Gebäude lassen sich repari­eren, tote Mitar­beit­er nicht
Auf die Sit­u­a­tion der kop­tis­chen Chris­ten in Ägypten ange­sprochen, berichtete Pater Isidoros von Papst Tawadros II., dem in Ägypten leben­den Patri­achen aller Kopten weltweit. Am 4.November 2012 wurde Papst Tawadros per Losentscheid zum 118. Ober­haupt der kop­tisch-ortho­dox­en Kirche gewählt. Die Ortho­doxe Kirche beruft sich auf den Evan­ge­lis­ten Markus, der ver­mut­lich 61–68 n. Chr. in Alexan­drien das Evan­geli­um verkün­dete und den ersten Bischof vor Ort ein­set­zte.
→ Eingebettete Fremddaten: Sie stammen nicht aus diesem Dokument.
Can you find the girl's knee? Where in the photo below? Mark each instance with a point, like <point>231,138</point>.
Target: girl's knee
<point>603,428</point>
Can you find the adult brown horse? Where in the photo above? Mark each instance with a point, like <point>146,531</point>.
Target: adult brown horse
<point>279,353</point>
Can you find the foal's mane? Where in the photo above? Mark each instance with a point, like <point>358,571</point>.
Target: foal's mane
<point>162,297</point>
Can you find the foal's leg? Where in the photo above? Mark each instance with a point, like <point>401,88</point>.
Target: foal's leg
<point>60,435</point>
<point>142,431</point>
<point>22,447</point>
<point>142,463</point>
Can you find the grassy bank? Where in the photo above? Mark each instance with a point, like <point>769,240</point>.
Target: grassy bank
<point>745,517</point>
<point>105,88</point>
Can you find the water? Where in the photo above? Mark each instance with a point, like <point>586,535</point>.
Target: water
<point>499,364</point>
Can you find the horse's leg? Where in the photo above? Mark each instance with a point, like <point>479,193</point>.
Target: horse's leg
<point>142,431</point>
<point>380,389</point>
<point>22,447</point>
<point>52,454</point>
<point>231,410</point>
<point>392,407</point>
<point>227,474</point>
In der aktuellen poli­tis­chen Lage in Ägypten hat das kop­tis­che Ober­haupt seine Priester im Land aufge­fordert, Kirchen, Klöster und andere kirch­liche Gebäude nicht gegen angreifende Fanatik­er zu vertei­di­gen. Gebäude liessen sich wieder auf­bauen, ein tot­er Mitar­beit­er jedoch wäre ein uner­set­zlich­er Ver­lust. Papst Tawadros hat seit Aus­bruch der Unruhen alle offiziellen Ter­mine abge­sagt: keine Predigten, kein öffentlich­es Bege­hen der Fas­ten­zeit oder Hym­nensin­gen. Zudem war es Tra­di­tion, dass er jeden Mittwoch in der Kairoer St. Markus-Kathe­drale seine berühmte «Mittwochspredigt» hielt. Diese Auftritte ruht­en eben­falls seit. Mitte Juni. Wie Pater Isidoros berichtete, plant das Ober­haupt der Kopten, ab Ende Sep­tem­ber seine wöchentlichen Predigten wieder aufzunehmen.

Brück­en­bauerin
Mar­cus Hüt­tner zeigte sich bewegt und beein­druckt von seinem Besuch in Diet­likon: «Mein Aufen­thalt war zwar kurz, aber her­zlich und bere­ich­ernd. Für die Ein­blicke in diese alte, tra­di­tion­sre­iche christliche Gemein­schaft bin ich sehr dankbar – schön, dass die Heilige Ver­e­na auch noch so viele Jahrhun­derte nach ihrem Tod als Brück­en­bauerin wirkt.»